I wanted to ask, in your opinion, about the validity of a conversion after the fact.
I have a cousin who has a friend whose mother is not Jewish.
In short, he wanted to convert (and I do not know exactly what his considerations were), and he went through a process in the military religious court, etc.
At that time he had some connection to tradition (and even today, to some extent), but today he does not observe the commandments (aside from fast days and a few other bits of traditional nonsense that, by mistake, also get included under the label of "commandments").
My question is: if this person tomorrow starts observing the Sabbath and strives to keep the commandments on a basic level, would his conversion become valid retroactively?
Or would he have to (if he wants to, as stated) undergo another conversion in order to convert?
In short, can conversion (acceptance of the yoke of the commandments) take effect after the fact?

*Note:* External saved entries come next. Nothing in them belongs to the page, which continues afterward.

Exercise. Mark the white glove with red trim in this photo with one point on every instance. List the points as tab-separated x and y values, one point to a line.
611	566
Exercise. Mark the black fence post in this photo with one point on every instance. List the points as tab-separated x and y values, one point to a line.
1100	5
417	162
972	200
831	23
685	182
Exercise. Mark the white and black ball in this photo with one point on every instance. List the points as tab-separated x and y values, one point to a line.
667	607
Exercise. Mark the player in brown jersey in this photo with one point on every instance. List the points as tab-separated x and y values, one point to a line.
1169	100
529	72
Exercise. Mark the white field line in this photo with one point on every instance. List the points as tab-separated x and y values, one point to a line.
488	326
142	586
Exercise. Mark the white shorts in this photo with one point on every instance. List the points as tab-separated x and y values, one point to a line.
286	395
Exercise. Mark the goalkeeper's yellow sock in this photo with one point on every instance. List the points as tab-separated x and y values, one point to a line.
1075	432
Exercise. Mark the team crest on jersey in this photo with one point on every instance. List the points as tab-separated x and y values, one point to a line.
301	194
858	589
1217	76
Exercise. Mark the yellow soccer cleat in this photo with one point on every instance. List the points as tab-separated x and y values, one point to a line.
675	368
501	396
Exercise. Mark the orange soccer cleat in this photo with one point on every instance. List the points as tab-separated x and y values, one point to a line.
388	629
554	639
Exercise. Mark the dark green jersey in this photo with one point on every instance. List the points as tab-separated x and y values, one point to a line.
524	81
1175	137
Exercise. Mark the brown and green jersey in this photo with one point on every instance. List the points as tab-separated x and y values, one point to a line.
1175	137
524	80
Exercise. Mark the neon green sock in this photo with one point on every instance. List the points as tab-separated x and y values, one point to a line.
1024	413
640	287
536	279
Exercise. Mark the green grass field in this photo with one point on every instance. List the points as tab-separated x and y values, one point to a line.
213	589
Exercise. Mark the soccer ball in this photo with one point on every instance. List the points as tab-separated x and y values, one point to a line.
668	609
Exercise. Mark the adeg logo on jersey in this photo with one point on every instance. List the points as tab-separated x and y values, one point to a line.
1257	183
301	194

Thank you in advance, have a good holiday.
Answer
Everything depends on what his state was at the time of the conversion itself. Whatever happens afterward is irrelevant, both for invalidating the conversion and for reinstating it retroactively. Neither of those is possible. If he accepted the commandments at the time of the conversion, then he is fully Jewish regardless of what he does afterward. If not, then not. It is hard to determine such a thing, and the presumption is that there was an act of a religious court that converted him, and he is fully Jewish.
Discussion on Answer
A, did you read what I wrote?
How can one know whether he intended it or not? Doesn't there have to be some rule or presumption to go by? Going by the intentions of the heart in things like this can't work.